If the latter is the case, you will need to adjust the clutch pedal linkage so it has roughly 5/16" of 1/2" of free play before it actually begins to touch and release the first stage of the clutch. If you already have the necessary free play, and the PTO side of the clutch system still will not support a load, it will be time to disassemble the tractor and service the clutch.

CaseIH has an excellent parts store on line, and you can take a look at the clutch section for your tractor to get visual representation of how the clutch operates. The PTO shaft itself really has only two settings, engaged or disengaged, and has not other clutches on that model of tractor for 1982.


----------



## bobbycarmon (Jan 31, 2016)

Thanks RC, Looking at the diagram, this is exactly how my mine work. The PTO shaft itself really has only two settings, engaged or disengaged, and has not other clutches on that model of tractor for 1982. I can't figure out why it slides in the engaged position without the brush hog attached and will not slide into the engaged position with it connected to the brush hog. With that said which paragraph in your reply do you think should be my next step that I should look at doing? Thanks for your reply.

Thanks,
Bobby


----------



## RC Wells (Dec 26, 2008)

Hi Bobby,

The first step would be to make sure the clutch is properly adjusted, so the pedal has free play before the release bearing touches the arms of the pressure plate and the pedal stops and meets resistance.

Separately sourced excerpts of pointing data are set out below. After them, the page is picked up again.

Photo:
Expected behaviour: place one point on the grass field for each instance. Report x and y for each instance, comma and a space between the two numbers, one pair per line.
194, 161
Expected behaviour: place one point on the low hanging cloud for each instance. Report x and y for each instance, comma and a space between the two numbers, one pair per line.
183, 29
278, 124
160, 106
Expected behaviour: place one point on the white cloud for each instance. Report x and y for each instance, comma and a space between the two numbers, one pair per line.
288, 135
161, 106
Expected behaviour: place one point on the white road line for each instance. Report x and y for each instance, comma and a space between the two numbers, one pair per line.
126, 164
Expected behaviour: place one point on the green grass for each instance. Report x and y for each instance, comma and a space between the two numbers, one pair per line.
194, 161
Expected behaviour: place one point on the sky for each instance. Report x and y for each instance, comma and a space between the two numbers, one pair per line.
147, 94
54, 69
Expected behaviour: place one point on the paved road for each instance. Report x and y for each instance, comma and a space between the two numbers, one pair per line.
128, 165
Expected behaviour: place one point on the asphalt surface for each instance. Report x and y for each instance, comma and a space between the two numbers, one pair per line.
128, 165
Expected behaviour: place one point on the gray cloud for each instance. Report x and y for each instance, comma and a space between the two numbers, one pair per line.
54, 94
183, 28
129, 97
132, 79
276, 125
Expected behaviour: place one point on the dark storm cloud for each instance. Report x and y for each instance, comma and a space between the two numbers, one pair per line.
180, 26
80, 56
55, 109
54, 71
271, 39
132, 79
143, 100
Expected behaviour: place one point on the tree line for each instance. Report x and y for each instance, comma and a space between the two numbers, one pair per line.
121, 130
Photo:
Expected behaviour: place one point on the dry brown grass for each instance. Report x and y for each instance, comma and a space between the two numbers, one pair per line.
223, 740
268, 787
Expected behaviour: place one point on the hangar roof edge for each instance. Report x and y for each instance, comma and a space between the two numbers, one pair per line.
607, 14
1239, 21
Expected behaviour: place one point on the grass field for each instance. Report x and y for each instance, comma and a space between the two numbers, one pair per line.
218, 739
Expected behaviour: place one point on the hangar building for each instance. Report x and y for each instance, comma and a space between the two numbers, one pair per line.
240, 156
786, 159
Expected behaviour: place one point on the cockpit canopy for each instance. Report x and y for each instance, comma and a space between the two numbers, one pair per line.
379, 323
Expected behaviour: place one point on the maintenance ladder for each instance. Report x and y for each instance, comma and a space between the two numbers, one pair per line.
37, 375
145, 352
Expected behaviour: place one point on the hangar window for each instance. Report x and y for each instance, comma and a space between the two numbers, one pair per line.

If that adjustment is correct, and the problem remains, the next step will be to split the tractor and repair/replace the clutches.

It is common for the PTO engagement lever to fail to move when an implement is attached, and freely engage and disengage when there is nothing attached. The reason for that is that the engagement mechanism needs a bit of free play for the shaft to slightly twist one way or the other as the PTO engages. Once you get the hang of barely touching the foot actuated clutch enough to disengage the PTO from the driven end, that will enable the PTO engagement mechanism to have enough free play so it will easily shift in and out. Just takes some getting used to and a bit of practice.

Randy


----------



## bobbycarmon (Jan 31, 2016)

Hey Randy,
I'll check the clutch adjustment today. I hope I don't have to do step 2. I hope I just have to get the proper feel of the foot pedal. Thanks for your reply, I'll keep you posted on what's going on.

Thanks,
Bobby


----------